The May 15, 2018 filing due date for the Form 990 for tax-exempt organizations operating on a calendar year is just around the corner.  Organizations may file Form 8868, Application for Automatic Extension of Time to File an Exempt Organization Return, in order to receive an automatic 6-month extension of time to file their Form 990 (https://www.irs.gov/pub/irs-pdf/f8868.pdf).

Whether the Form 990 is filed by the May 15th due date or the extension due date (November 15th),  it is important to note that the IRS has instituted new automated processing changes that involve returning the Form 990 when it is incomplete or the wrong return is filed, accompanied by specific letters indicating the nature of the organization’s noncompliance. 

If your organization fails to file its return by the due date, it must pay a penalty of $20 per day for each day the return is late; the same penalty applies if the organization does not give all of the information required by the return or gives incorrect information.  The maximum penalty for failure to file a return is the lesser of $10,000 or 5% of the organization’s gross receipts, but if an organization has gross receipts of over $1 million for the year, the penalty is $100 per day up to a maximum of $50,000.

If your organization’s return as filed is incomplete or the wrong return for the organization, the IRS will send it back to the organization with a letter indicating what is missing or misfiled.  In order to avoid penalties after receipt of one of these letters, within the time period requested by the IRS letter, the organization must: 1) provide the missing or incomplete information, or proceed to file the complete and accurate return and sign the return, 2) attach a copy of the IRS’s letter, and 3)  include a written “reasonable cause” explanation of why the organization did not initially provide both the missing or incomplete information.

“Reasonable cause” is a facts-and-circumstances determination that is made by the IRS on a case-by-case basis.  The law relevant to this area provides that the explanation must be made by the appropriate person under penalties of perjury, and must set forth all of the facts supporting a determination that the noncompliance was due to reasonable cause.  Further, the organization should submit any available supporting documentation to address how the organization exercised ordinary business care and prudence (or, in other words, how the organization was not neglectful or careless), along with what steps the organization has taken to prevent the same situation from occurring again in the future.

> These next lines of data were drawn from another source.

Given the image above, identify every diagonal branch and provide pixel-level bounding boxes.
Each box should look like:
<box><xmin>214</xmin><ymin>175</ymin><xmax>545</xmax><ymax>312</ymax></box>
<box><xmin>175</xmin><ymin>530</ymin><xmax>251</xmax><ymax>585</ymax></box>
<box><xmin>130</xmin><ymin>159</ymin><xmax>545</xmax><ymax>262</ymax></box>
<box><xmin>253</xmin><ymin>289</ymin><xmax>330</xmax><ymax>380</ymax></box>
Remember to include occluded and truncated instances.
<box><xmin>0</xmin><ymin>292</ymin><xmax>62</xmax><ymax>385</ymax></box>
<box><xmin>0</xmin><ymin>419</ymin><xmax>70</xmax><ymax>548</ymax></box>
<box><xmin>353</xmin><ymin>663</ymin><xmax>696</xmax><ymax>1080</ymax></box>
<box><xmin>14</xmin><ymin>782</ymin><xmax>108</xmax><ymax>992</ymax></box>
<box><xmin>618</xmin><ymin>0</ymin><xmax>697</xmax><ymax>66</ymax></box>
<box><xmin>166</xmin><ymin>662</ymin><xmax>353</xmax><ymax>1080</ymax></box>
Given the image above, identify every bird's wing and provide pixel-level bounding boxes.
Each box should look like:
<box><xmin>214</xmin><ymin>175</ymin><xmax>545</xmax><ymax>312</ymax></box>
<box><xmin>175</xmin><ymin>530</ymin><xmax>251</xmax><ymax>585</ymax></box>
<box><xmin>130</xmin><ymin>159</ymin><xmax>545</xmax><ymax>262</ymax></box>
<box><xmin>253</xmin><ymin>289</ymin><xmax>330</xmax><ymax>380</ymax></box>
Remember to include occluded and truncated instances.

For example, a public charity operated for years with gross receipts substantially below the Form 990-EZ threshold amount, making it eligible to file and thus filing Form 990-EZ for those years.  However, the organization had $350,000 in gross receipts in 2017.  Mistakenly, it files a paper Form 990-EZ return for the 2017 tax year and the return is rejected by the IRS.  The organization would need to then file the appropriate full Form 990 return and submit an explanation as to why this mistake was made and how the organization has taken steps to ensure this will not happen again in the future in order to avoid penalties.